Then, you have Japan, who wants to ultimately lift the ban completely and get right back to commercial whaling. Considering that much of their “lethal research” kills go to restaurants and stores anyway, that seems pretty commercial to me already. Claims are made that they “will be flexible” at the meeting, while they still bring up the same old argument that whaling is part of Japan’s culture. That’s all very well and good, but the fact that something is part of a culture does not make it okay to do.

Finally, you have the Australians, who refuse to compromise or let Japan get their way. They’d much rather have Japan stop whaling completely—at least in the Southern Ocean Whale Sanctuary. A number of environmental groups, including Greenpeace, seem to be backing this side more than the others. However, the stance of certain nations (particularly the US) remains to be seen.

Negotiators will come to some form of decision on Friday; however, this meeting is only a preview of what’s to come. Nothing decided this week will put any compromise or ban lifting into effect; that won’t officially happen until the main IWC meeting, which will be held in Morocco, in June. Now, while all the negotiators are fighting it out behind closed doors, there is one other rather interesting piece of new information they should seriously consider.

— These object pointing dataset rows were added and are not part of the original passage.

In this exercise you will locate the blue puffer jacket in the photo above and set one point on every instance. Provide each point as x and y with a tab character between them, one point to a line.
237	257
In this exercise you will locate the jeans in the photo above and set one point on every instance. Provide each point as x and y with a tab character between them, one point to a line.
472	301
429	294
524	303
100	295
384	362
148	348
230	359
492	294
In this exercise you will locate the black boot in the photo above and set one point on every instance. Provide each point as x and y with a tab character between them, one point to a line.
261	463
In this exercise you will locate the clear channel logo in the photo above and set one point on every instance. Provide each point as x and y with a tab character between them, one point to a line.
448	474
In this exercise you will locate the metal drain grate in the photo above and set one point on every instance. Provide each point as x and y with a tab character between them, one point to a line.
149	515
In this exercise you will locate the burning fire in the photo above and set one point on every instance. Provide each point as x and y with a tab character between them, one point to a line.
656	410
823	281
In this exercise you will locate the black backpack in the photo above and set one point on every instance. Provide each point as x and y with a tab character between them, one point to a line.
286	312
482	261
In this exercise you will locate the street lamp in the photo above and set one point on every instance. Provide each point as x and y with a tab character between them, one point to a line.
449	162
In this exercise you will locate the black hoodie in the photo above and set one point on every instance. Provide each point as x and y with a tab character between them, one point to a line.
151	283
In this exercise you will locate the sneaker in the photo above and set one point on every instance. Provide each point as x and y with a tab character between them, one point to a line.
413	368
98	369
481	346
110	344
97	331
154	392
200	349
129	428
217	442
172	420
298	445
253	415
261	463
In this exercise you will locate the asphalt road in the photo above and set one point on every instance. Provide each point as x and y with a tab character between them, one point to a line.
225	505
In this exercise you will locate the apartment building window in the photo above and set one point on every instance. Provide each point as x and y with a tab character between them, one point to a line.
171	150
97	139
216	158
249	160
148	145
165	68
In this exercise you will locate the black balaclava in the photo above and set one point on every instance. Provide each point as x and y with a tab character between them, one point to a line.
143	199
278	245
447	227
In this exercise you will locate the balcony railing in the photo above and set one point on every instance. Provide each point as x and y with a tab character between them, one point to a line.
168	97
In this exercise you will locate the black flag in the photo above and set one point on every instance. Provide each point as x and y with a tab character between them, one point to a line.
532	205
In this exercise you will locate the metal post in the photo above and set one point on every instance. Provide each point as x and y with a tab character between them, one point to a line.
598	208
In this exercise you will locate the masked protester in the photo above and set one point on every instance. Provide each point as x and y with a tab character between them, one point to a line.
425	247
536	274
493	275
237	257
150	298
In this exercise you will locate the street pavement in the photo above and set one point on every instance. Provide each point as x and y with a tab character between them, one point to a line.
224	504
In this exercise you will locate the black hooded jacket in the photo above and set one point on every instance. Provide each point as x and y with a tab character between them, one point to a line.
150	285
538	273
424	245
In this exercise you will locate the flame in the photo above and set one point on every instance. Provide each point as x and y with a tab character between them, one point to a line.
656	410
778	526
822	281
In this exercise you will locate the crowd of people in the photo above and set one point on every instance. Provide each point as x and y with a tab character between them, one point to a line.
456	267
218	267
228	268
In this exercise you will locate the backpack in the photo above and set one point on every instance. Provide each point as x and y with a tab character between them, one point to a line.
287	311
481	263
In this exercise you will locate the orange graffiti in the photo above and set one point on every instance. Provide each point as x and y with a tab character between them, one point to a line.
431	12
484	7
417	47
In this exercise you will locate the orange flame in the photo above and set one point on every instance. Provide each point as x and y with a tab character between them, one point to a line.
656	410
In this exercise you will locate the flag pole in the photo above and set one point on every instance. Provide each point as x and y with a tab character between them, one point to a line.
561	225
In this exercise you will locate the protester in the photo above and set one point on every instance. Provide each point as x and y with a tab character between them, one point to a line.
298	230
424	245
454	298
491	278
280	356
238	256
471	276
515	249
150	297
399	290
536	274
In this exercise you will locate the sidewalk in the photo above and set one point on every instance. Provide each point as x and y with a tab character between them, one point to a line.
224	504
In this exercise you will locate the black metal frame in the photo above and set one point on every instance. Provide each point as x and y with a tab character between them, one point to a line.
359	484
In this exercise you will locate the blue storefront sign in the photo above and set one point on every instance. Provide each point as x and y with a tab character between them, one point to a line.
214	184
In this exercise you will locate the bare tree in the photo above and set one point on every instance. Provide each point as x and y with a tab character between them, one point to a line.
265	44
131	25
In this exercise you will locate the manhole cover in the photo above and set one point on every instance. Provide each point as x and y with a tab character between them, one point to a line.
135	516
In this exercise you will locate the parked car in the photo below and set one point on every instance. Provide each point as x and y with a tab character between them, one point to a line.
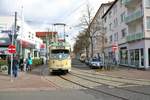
95	63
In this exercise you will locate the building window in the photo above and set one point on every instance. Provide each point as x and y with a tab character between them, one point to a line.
116	37
110	26
124	33
132	57
148	22
147	3
122	17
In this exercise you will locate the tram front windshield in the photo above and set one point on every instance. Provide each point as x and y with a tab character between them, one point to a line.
59	54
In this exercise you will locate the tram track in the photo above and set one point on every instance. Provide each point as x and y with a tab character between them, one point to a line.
96	90
132	79
125	89
104	91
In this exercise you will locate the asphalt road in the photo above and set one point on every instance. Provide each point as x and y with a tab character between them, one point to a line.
69	91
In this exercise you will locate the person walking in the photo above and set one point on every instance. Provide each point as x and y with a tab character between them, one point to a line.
15	66
29	63
21	64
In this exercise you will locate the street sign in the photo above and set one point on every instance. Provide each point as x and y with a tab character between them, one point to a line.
12	49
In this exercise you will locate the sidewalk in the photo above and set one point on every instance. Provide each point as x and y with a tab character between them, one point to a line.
24	82
127	72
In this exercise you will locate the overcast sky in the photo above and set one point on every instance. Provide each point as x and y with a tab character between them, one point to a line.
40	13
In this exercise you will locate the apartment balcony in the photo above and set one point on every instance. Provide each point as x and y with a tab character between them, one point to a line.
134	37
134	16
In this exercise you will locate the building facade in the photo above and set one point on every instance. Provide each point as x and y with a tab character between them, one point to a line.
138	21
96	27
127	24
25	40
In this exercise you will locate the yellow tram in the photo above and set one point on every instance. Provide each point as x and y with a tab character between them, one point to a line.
60	59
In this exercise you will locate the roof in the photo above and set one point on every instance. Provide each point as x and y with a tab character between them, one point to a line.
43	34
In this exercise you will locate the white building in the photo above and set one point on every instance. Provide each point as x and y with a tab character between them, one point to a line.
26	40
116	31
127	25
138	39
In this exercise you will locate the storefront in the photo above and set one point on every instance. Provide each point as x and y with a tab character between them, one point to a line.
123	52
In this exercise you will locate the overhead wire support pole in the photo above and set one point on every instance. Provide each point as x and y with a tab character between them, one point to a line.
12	43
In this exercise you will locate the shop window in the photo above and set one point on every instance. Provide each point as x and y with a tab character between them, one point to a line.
137	57
142	57
132	56
147	3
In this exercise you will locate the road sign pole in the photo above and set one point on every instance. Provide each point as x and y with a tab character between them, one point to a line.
15	24
11	68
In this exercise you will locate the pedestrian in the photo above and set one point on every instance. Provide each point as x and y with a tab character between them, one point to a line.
21	64
29	63
15	66
9	64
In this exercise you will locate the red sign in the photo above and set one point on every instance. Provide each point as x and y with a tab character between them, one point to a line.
12	49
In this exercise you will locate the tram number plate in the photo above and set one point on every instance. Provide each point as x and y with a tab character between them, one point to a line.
60	47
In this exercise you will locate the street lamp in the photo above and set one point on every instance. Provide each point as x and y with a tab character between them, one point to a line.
13	37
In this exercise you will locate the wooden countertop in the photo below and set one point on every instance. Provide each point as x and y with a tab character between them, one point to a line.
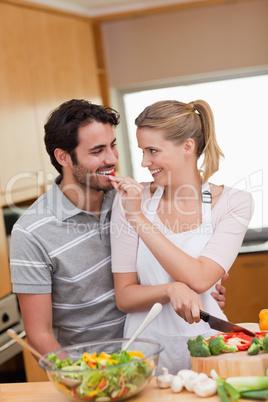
46	392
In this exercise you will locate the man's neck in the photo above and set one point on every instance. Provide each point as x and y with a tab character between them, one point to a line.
89	200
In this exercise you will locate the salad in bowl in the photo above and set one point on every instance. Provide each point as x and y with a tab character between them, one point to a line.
102	371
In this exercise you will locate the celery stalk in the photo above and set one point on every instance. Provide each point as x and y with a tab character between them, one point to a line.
261	394
242	384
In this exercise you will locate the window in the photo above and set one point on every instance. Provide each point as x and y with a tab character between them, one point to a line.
240	110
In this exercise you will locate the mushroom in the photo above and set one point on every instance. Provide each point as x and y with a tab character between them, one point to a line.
205	387
193	379
176	384
184	374
164	380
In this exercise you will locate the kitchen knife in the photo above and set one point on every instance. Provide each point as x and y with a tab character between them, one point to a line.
223	326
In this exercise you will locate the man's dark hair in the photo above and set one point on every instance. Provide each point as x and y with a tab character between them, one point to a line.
61	128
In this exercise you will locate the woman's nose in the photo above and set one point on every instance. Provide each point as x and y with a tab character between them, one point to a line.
145	161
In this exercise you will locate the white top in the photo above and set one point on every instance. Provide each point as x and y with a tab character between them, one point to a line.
230	218
130	254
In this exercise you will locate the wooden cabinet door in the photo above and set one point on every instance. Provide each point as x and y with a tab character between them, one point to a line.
46	58
62	64
19	148
247	288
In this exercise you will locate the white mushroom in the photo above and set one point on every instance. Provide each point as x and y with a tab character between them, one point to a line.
205	387
176	384
164	380
184	374
193	379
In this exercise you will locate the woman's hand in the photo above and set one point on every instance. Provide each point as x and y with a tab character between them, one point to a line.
186	302
220	297
131	195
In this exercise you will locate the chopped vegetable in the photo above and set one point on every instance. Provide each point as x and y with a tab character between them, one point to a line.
224	388
198	347
164	380
242	384
256	394
263	322
177	384
217	345
265	343
239	339
255	347
103	375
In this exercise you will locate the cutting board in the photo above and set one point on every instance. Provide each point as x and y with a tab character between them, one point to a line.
232	364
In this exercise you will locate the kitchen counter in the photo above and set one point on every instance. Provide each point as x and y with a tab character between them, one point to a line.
46	392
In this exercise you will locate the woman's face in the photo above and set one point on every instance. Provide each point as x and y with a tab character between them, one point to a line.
163	158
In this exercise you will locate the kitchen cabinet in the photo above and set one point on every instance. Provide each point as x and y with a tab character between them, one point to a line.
246	288
47	57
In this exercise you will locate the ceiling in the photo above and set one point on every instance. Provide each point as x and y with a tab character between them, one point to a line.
95	8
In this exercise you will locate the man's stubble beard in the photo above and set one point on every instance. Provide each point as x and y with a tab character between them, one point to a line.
89	181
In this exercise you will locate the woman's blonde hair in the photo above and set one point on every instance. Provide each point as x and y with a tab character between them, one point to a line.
180	121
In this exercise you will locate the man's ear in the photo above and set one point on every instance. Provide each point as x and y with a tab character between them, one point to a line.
189	146
63	158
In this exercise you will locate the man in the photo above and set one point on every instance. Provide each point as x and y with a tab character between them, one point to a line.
60	248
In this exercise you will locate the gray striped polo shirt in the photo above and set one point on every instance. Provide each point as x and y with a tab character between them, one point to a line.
60	249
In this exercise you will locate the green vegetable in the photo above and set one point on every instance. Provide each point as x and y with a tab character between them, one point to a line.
256	394
118	380
265	343
217	345
225	389
255	346
242	384
198	347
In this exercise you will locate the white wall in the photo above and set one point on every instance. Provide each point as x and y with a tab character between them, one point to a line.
195	41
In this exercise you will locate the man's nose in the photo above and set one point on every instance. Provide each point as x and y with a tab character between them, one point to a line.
111	157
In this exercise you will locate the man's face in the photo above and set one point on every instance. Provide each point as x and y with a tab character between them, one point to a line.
96	156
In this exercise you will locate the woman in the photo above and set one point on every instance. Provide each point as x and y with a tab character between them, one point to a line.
174	239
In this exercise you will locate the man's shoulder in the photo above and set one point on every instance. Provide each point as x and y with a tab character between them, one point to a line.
39	210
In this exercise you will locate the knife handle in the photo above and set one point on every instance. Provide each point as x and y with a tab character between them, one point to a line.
204	316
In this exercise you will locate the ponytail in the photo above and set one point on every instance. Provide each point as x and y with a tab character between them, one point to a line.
211	150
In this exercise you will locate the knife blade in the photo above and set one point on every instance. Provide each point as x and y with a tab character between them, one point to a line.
222	325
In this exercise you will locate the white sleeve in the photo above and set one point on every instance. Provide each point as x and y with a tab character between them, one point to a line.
230	219
124	240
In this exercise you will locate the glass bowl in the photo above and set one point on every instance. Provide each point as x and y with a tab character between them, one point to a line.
110	383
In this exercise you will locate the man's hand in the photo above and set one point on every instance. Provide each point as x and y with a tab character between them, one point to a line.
220	297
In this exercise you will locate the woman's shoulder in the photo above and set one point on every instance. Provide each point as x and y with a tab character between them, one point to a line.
233	199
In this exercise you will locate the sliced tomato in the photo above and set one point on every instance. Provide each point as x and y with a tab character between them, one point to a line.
239	339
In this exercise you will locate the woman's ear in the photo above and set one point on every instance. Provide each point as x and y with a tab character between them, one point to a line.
189	146
63	158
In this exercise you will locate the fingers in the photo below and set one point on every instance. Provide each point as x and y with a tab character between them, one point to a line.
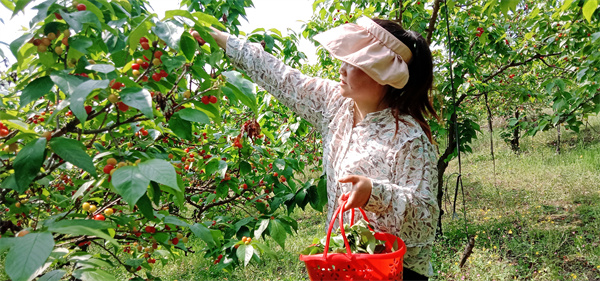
350	178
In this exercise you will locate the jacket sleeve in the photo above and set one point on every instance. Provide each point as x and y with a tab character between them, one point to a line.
311	98
411	191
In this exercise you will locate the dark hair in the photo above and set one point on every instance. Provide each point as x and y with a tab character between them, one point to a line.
413	99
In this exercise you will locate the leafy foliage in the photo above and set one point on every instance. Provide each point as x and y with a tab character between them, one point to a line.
136	131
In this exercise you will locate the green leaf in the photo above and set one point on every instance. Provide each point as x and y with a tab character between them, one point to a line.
266	249
172	63
188	46
277	232
181	128
102	68
93	274
81	93
193	115
76	20
203	232
159	171
130	183
92	8
175	221
54	275
138	98
6	243
244	253
10	183
245	168
145	206
261	228
36	89
80	43
28	254
66	82
73	152
505	5
28	163
83	227
243	89
242	222
199	18
120	58
588	9
20	6
216	165
8	4
140	31
169	32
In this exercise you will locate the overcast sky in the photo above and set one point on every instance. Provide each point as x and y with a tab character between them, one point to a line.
266	14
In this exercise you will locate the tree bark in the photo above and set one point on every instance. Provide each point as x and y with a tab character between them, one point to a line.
442	165
433	20
558	139
514	142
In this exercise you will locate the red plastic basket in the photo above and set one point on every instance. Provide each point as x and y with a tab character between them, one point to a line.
348	266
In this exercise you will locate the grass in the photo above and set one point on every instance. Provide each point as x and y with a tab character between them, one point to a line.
537	217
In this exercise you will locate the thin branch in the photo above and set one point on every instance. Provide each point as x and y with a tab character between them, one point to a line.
432	21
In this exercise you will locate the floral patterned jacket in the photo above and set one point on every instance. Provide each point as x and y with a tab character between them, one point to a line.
401	165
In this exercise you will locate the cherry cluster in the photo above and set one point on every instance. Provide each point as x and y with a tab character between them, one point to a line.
479	31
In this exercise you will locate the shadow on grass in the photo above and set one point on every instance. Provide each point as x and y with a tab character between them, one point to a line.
543	242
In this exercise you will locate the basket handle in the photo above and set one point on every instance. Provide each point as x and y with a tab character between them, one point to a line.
339	212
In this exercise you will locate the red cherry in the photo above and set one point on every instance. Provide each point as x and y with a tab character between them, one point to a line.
205	99
122	106
108	168
150	229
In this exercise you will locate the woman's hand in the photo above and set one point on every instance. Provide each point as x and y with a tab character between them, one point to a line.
219	36
361	191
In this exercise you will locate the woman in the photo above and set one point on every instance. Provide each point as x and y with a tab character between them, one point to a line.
377	146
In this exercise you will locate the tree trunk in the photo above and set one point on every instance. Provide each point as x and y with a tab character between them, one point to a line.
442	165
558	139
514	142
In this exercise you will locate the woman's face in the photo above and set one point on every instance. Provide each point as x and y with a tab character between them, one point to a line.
357	85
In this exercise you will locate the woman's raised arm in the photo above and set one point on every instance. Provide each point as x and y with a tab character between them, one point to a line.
312	98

A recent study shows that whales have an important role when it comes to carbon and global warming. Conducted by Dr. Andrew Pershing and fellow colleagues from the Gulf of Maine Research Institute, they calculated the carbon-storing capacity of whales throughout their lifetime. What they discovered may shock you.

You see, whales can store a vast amount of carbon in their bodies. When they die, that carbon has to go somewhere, but it depends on how they die. If they die of natural causes, their bodies sink and the carbon is released back into the ocean. However, if they are killed from whaling, that carbon is released into the atmosphere. According to the scientists, a single century of whaling could have released over 100 million tons of carbon into the atmosphere. That is the equivalent of burning 130,000 sq km (nearly 81,000 square miles) of temperate forests. Although this amount is minimal compared to all the CO2 produced by humans every year, it does not diminish the importance of the whales’ role in storing and transporting carbon throughout the world’s oceans.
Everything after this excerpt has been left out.